Nosso continente, por não ser cartesiano, não é teórico. Por ser vivencial, é práxico. A “economia do dom” é uma herança indígena. Não basta dizer a amizade e cumprimentar. É preciso dar é dar-se. [3]

 

 

            Contudo, essa tomada de posição também pode ser negativa: à atitude contrária à indignação ética é o fechamento do coração, a falta de sensibilidade, a indiferença. A partir dessa experiência fundamental a pessoa toma sua posição diante da realidade dos pobres. E com isso define a si mesma. Define qual será a sua posição diante dos valores absolutos. Fixa qual será a sua causa, o sentido de sua vida. Há portanto um lugar “antropológico” da espiritualidade libertadora, que é a realidade concreta dos pobres. Com a tomada de lado à pessoa se auto-define e se define também diante de Deus. É a Deus que se encontra nessa experiência.

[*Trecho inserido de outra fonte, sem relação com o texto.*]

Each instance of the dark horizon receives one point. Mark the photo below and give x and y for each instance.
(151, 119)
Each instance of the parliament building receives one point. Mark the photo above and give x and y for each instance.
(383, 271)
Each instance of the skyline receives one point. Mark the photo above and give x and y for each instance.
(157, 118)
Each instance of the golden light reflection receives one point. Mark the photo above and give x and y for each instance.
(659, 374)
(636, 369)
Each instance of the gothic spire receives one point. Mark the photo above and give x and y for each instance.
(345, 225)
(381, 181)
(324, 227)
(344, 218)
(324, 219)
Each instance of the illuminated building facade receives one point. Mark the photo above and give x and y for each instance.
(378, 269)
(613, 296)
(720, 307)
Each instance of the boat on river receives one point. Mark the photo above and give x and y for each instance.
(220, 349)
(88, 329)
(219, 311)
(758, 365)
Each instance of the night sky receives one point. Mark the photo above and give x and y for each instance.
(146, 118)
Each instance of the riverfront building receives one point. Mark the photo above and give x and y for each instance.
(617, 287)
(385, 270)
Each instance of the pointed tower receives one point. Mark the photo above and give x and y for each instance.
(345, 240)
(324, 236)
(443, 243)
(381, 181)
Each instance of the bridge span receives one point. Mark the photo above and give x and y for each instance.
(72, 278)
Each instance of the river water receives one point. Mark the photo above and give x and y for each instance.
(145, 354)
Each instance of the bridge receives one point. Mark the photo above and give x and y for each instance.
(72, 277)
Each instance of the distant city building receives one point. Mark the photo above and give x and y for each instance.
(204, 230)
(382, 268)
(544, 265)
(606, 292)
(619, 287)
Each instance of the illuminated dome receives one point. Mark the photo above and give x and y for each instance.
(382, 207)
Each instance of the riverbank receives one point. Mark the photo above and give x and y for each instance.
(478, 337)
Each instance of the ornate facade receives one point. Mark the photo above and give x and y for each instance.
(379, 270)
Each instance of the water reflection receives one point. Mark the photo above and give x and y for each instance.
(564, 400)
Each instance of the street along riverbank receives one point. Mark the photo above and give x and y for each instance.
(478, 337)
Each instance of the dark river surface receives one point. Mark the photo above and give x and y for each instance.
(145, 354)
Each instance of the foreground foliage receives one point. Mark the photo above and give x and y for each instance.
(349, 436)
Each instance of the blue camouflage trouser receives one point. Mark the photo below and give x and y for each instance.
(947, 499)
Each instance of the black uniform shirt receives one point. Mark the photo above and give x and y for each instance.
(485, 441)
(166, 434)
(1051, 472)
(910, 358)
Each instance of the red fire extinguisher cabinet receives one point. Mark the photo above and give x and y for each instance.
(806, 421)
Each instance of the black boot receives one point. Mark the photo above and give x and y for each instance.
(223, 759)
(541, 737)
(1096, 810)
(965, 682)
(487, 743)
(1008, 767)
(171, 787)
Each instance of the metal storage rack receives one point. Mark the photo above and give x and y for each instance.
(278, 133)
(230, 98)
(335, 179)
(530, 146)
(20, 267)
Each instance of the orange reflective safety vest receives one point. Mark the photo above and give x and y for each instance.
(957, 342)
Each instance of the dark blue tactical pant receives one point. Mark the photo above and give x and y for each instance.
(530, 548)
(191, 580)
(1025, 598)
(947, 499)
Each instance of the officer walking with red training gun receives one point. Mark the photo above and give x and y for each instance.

            A perspectiva dos pobres passa a ser um determinante em nosso modo de pensar. Essa espiritualidade vem a ser, portanto uma espiritualidade muito localizada, localizada concretamente no”lugar social” dos pobres. Todos os elementos da vida, da cultura, da política, da sociedade, da religião, passam da abstração ou de uma certa neutralidade para uma situação no lugar social dos pobres. É a resposta à pergunta pelo “donde”, pelo lugar que escolhemos para olhar o mundo, para interpretar a história e para localizar nossa práxis de transformação. Tal transformação desemboca na “Militância”, uma atitude de serviço no horizonte das grandes causas do nosso povo. Um serviço que leva em conta a situação dos povos e seus progressos históricos. Um serviço que valoriza as organizações dos mesmos povos, suas reivindicações, e que entra na reivindicação de tudo o que for justiça, igualdade, identidade, alteridade, projeto de nova sociedade. Não é só disponibilidade, mas é servir organizadamente.

 

É um serviço político, revolucionário inclusive. O militante é capaz de ir percebendo constantemente o clamor do povo, suas reivindicações, e esta disposto a entrar em sua marcha, em seus processos, em suas lutas concretas. [4]

 

            Em síntese podemos dizer que uma autentica espiritualidade libertadora, irá percorrer o caminho de conversão ao próximo, e nele ao Deus da vida, essa gratuidade que permite encontrar com plenitude os demais, esse único encontro criador da comunhão dos homens e mulheres entre si e com Deus, a qual é fonte da alegria cristã. O Magnificat pode exprimir bem essa espiritualidade da libertação. Um texto de ação de graças pelos dons do Senhor, exprime humildemente a alegria de se saber amado por Ele: “Exulta de jubilo o meu espírito em Deus meu salvador, porque ele olhou para a humildade de seu servo.porque fez em mim maravilhas o Poderoso” (Lc 1,47-49). Mas ao mesmo tempo é um dos textos de maior conteúdo político revolucionário do Novo Testamento. Essa ação de graças e essa alegria estão estreitamente ligadas à ação de graças libertando os oprimidos e humilhando os poderosos: “Derrubou os poderosos seus tronos e exaltou os humildes. Encheu de bens os famintos e despediu os ricos de mãos vazias” (Lc 1,52-53). O futuro da história está na linha do pobre e do espoliado. A libertação autentica será obra do próprio oprimido, nele o Senhor salva a história. Portanto, a espiritualidade da libertação terá sempre como ponto de partida a espiritualidade dos anawin.

 

 

 

Bibliografia:

C.Boff. Os pobres e suas práticas de libertação. Em: PIXLEY-BOFF. Opção pelos pobres. Petrópolis, Vozes 1987.

 

 

CASALDÁLIGA, Pedro. VIGIL, José Maria. Espiritualidade da Libertação. Coleção Teologia e Libertação. Série III. 4º ed. Editora Vozes.  

 

FIORES, de Stefano. A Nova espiritualidade.  As novas espiritualidades na Igreja desafiam o futuro. Paulus,1999.

 

 

 

 

 

 

 

 

 

 

 

 

 

 

                                                     

 

 

 

 

 

 

 

 

 

 

 

 

ORESTE



[1] CASALDÁLIGA,Pedro. VIGIL, José Maria. Espiritualidade da Libertação. Coleção Teologia e Libertação. Série III. 4º ed. Editora Vozes.  p.43s;

[2] FIORES, de Stefano. A Nova espiritualidade.  As novas espiritualidades na Igreja desafiam o futuro. Paulus,1999. p.147s;

[3] CASALDÁLIGA,Pedro. VIGIL, José Maria. Espiritualidade da Libertação. Coleção Teologia e Libertação. Série III. 4º ed. Editora Vozes.  p.74s;

 

[4] C.Boff. Os pobres e suas práticas de libertação. Em: PIXLEY-BOFF. Opção pelos pobres. Petrópolis, Vozes 1987, p. 230-247.